Неожиданный удар чуть не нанесла санитарная комиссия, у одного из сидельцев обнаружили вшей, и было решено всех обрить наголо. Ждали приезда парикмахера. Аврутин заметался. Гавврача не было, а без него никто отменить процедуру не решался. Даже представить было страшно. Вот обреют всех, будут все одинаковые. Вспомнилась школа, как казались все тогда ушастыми, и как блестели головы в вечерние часы при свете ламп. Париков здесь, в психушке нет, какие это будут артисты, бритые крестоносцы вызовут смех, можно, правда, сделать шлемы, в шлемах разыграть сцены битв, а потом? Да и сам Аврутин, без рыжей бороды, какой он Оттокар. Иван Анисимович возмутился, нельзя этого допускать, нет такого закона, чтобы человека насильно стричь. А разве мы для них люди! – с горечью изрек профессор. – Мы психи! Это ведь все делается, чтобы нас унизить. Помните, библейского Самсона, сила его в волосах была, когда остригла Далила, все он потерял. Аврутин рассказал Ивану Анисимовичу, про школу, про то, как мать восстала. Вот ведь, как все повернулось, в школе сам побежал стричься, чтобы быть как все, а здесь твердо решил – не дамся. Наполеон тоже возмутился: солдат можно обрить, но маршалов и старую гвардию я трогать не позволю! Кто-то вспомнил, как в армию призывают, сразу всех наголо стригут, в строю никто не должен выделяться. Решили твердо – стрижки под ноль не допускать. Выход нашли простейший – собрали денег. И когда пришел парикмахер – пожилой горбун незаметно отозвали его в коридор и дали денег. Тому и притворяться особо не пришлось, руки у него и до этого тряслись, а тут он еще и глаза стал закатывать. Аврутин даже испугался: вот артист, не переиграл бы. Дежурный врач поверил. Старика отпустили. Эта задержка со стрижкой дала возможность выиграть время, вернулся главный врач, ему все объяснили, он согласился: бритоголовые артисты это никуда не годится. Стрижку заменили общей помывкой. Договорились с городскими властями, был выделен день, и в настоящей бане, в настоящей парилке отвели душу, выскакивали из парной красные как раки, окатывались холодной водой из шаек, и снова втискивались в парилку. Набирались тепла впрок.

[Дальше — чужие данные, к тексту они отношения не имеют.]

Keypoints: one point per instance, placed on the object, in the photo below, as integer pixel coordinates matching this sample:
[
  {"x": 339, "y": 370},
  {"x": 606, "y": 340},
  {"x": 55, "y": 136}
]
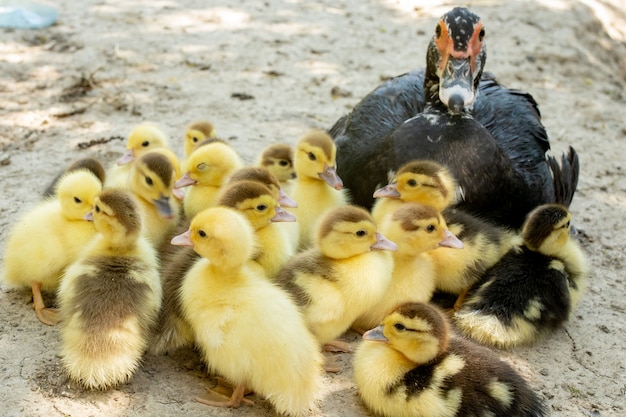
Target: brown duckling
[
  {"x": 412, "y": 365},
  {"x": 532, "y": 290}
]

В эти сентябрьские дни по вечерам становилось все холоднее, Аврутин с Дашей перенесли свидания в подсобку, маленькую комнатку, затерянную в самом дальнем конце здания. Здесь хранились матрацы и подушки. Спали больные на старых матрацах, а здесь новые для чего-то берегли. Даша выучила роль, и здесь в кладовке они разыгрывали сцены обольщения короля Оттокара прусской жрицей. Все было так естественно, так выразительно, жаль только, что не было зрителей. Но вот близился день постановки, надо было идти к главврачу и снова просить его об очередной милости – разрешить участие в постановке Даши.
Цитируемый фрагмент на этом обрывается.